Rangers are inching towards winning the Irn-Bru Third Division title by a large margin.

This will never feel like a conventional season to a club that is used to measuring its worth in terms of elite trophies won, but the progress towards this championship has become perplexing. For the second successive home game, the Ibrox fans booed their team from the field and the crowds are noticeably smaller than earlier in the season. Yet Rangers are on the cusp of success.

The circumstances of this season are still being borne. The best that Ally McCoist and his players could say about Saturday's draw with Stirling Albion was that it counted as another point towards the title. The visitors celebrated afterwards as if it was worth more to them, but they have now taken five points from four meetings with Rangers this season and will feel entitled to their air of satisfaction.

Rangers need only four points to secure the title, although it could be won away to Montrose on Saturday if Queen's Park drop any points. There was no triumphalism at the weekend, though, and the home fans unfurled a banner towards the end of the game that read: Less Time Tweeting, More Time Training. It was in reference to a Kyle Hutton tweet days after the loss to Annan Athletic at Ibrox two weeks ago in which the midfielder said, at midday, that training was over and he was heading home to watch a DVD.

The response from some Rangers fans was disproportionate, not least because the player's downtime was being spent in an easy, relaxed manner, rather than in non-professional pursuits like drinking and gambling the way earlier generations of British footballers did. Even so, it has become a reflection of the mood among fans that the team is underperforming.

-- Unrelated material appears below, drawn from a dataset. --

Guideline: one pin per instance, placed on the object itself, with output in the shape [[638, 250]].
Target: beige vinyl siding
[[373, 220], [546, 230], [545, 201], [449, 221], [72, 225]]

"We're much better than that, we've proved that, so we have to go in and train hard and hopefully get a result up at Montrose," said Fraser Aird, the young winger. "It's nothing to do with confidence, it was just a bad performance.

"None of us have been there before, so some of the younger boys are going to need pushed over the line. The Rangers fans are the best at times but they want to see the boys perform and that's what Rangers are all about – playing for the jersey and competing for places and it's hard to please the fans."

McCoist has spoken to his younger players about the demands and expectations that come with being a Rangers player, but also the scrutiny that is part of a sometimes claustrophobic life in Glasgow. Lessons are being learned and even if some players' form has diminished recently, there will be a fillip when the title is won.

These weeks must be galling for McCoist because the team is so far from the ambition and the vision that he has for it. The summer will bring change, which will, in turn, restore a mood of optimism among the players. Yet others will know that they are unlikely to remain at the club beyond this season and that, coupled with the lack of competition in the title race, might explain the slump in form.

Against Stirling, Kane Hemmings ought to have scored three times but missed with a header, a shot and an instinctive stab at the ball. Lee Wallace also spurned a good opportunity, but the visitors were also left to rue a header from Jordan White which was cleared off the line by Aird and Scott Davidson's miscued volley from a good position inside the area. Stirling grew more composed as the game progressed and they took advantage of a slow, overly-deliberate pace to Rangers' play.

"The boys try their best at training every day," said Aird. "We get one day off a week, so it's nothing to do with that. It's about performing better on a matchday. We usually look over the tape on a Monday and see what we did right and what we did wrong.

"Fans expect the best team to go out there and win every week and we were poor on Saturday. It's our job to prove why we're at Rangers."